Job hunters who seek soul-satisfying work usually look for opportunities in the nonprofit sector. And end up frustrated.
You can do meaningful work almost everywhere. But that typically isn’t what people mean when they say they want to “make a difference.”
Whether following a longstanding calling or seeking a mid- or late-career change, job hunters who seek soul-satisfying work usually look for opportunities in the nonprofit sector. And end up frustrated.
Most have résumés that trumpet skills or experience prized by for-profit employers. The attributes likely are transferable, but the presentation usually needs to be adapted.e
Hirers in the nonprofit world may carry a “sector shifter” bias against candidates who suddenly seem to have drunk a do-gooder Kool-Aid. Or, they may desperately want the skills honed in hierarchical, fast-paced, budget-managing businesses and be eager to make a match.
Here are some ideas about how to shine in a nonprofit job search.
Get to know the sector’s leaders in your community. Attend United Way gatherings, major foundation events and other occasions to meet people who do what you want to do. Shake a lot of hands. Ask questions about their work and their needs.
Watch nonprofit job boards or individual postings by the nonprofits you target in your job search. Then rewrite your résumé so that each application styles your experience and interests to fit the qualifications listed in the posting.
Don’t use a cover letter or goals statement to say what you want from the nonprofit job. Say what you would contribute to meet the nonprofit’s needs.
Understand terms and words that might have different meanings in the nonprofit sector. Read the nonprofit’s annual reports. Decipher their abbreviations.

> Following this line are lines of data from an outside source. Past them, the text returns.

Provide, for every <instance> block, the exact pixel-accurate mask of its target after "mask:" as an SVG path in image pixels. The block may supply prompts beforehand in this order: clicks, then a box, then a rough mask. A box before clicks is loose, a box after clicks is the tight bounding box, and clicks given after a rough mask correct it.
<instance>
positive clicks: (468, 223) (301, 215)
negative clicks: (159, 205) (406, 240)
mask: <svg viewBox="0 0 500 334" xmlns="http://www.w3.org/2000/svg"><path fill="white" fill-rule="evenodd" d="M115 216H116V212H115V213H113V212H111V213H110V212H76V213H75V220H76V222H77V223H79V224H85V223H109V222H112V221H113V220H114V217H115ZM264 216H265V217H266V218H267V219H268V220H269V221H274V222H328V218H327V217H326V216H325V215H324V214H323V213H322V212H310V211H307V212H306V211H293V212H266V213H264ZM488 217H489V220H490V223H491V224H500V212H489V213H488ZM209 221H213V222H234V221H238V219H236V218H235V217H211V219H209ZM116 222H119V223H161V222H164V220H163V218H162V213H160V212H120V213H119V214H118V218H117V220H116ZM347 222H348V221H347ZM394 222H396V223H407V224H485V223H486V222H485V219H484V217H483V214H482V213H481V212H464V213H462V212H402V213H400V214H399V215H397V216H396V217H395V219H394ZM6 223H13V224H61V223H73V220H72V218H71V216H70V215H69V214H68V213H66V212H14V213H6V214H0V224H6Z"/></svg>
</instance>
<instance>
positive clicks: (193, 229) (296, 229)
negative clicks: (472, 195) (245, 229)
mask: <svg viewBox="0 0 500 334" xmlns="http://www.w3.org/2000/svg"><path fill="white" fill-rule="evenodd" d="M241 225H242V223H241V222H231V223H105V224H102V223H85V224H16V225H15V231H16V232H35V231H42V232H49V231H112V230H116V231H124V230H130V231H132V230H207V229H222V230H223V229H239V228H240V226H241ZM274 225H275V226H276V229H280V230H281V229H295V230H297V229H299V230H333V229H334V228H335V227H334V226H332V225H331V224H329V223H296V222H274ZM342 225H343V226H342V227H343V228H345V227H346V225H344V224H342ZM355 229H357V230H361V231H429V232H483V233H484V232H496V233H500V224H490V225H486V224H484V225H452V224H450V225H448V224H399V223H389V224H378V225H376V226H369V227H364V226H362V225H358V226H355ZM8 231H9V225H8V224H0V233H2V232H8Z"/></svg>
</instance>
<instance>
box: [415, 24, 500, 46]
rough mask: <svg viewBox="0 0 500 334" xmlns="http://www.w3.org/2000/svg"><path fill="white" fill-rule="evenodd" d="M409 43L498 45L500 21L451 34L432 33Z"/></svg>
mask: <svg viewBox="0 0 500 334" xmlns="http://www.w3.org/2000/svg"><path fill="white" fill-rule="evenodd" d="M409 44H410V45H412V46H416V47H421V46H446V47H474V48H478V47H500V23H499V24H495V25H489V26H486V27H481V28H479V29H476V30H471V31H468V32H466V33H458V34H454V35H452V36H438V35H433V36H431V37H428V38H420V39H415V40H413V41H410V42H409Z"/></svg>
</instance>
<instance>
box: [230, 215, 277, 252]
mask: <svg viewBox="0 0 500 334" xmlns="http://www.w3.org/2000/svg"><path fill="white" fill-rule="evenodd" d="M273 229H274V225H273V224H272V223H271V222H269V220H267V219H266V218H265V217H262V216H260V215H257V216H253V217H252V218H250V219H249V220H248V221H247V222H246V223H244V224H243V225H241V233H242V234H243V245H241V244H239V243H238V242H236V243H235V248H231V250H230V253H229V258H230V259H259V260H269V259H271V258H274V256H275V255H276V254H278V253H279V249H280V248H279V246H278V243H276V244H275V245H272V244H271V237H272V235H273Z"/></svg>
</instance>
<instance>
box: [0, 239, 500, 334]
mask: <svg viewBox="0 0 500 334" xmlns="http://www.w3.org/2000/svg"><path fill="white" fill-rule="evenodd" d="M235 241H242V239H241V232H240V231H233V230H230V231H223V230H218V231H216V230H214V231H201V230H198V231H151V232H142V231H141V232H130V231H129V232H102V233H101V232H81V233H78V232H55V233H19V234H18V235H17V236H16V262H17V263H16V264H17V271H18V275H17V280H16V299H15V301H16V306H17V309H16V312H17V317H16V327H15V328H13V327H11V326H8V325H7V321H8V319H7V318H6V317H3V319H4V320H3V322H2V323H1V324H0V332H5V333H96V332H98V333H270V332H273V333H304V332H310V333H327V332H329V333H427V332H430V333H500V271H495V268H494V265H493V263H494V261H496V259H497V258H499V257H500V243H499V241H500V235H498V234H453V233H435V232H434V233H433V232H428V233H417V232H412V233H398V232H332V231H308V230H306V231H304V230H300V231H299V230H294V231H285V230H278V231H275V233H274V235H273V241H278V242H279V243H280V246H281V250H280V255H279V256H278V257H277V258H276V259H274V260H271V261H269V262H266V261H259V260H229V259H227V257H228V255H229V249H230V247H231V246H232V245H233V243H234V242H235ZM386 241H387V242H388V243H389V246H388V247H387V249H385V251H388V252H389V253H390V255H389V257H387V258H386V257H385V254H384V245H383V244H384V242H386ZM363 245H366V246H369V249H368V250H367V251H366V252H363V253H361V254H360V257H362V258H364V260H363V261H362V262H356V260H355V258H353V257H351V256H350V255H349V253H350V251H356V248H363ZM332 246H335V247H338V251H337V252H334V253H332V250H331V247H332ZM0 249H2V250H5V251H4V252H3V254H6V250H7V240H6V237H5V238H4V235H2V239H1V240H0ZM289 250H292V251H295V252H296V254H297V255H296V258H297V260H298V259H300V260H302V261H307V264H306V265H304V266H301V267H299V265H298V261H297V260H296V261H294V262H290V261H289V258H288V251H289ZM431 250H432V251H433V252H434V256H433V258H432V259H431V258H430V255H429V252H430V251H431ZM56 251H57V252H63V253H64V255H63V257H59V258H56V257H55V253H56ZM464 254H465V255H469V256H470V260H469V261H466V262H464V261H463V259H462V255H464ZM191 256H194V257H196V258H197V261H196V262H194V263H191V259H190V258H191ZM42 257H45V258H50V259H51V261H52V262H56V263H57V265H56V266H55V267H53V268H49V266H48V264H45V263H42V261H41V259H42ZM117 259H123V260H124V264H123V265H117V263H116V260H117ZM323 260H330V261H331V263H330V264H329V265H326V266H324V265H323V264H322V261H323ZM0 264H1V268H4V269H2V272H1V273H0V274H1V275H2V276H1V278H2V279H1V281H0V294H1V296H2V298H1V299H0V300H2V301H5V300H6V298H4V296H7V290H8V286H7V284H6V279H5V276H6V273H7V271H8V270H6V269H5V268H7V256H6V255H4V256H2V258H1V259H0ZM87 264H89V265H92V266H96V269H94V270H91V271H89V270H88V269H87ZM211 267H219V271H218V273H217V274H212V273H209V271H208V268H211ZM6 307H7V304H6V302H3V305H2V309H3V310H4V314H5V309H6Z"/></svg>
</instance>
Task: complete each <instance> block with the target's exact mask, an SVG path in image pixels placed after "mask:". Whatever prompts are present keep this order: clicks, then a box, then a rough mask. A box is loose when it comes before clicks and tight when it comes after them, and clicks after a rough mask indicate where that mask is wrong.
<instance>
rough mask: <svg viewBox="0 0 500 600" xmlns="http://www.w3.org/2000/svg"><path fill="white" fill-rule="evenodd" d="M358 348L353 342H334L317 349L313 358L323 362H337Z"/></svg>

Be aware of their financial or fundraising pressures. Except at the pinnacle of nonprofit organizations, you need to prepare for and readily accept the likelihood of lower pay than you’ve been making. Don’t say you can if you really can’t.
Reflect positivity. A can-do attitude counts in all organizations but is particularly important in nonprofits that deal with human illness, suffering, abuse and other sad facts of life. Hirers want to believe you can stay up in the face of adversity.
Emphasize your ability to work in a team. Individual stars are needed in every profession, but most nonprofits, especially small ones, need people to wear different hats, fill in for each other and be happy using multiple skills instead of filling a narrow niche.
Show volunteer experience in the field. Even if you show passion it might be hard to sell if you’ve never put in any time in that area of service.
Aside from making a difference, there are other worthy reasons for working in the nonprofit sector. Many of the positions are hands-on and aren’t apt to be outsourced abroad or lost to automation. Also, most health, social service and development (fundraising) jobs will grow along with the aging boomer population.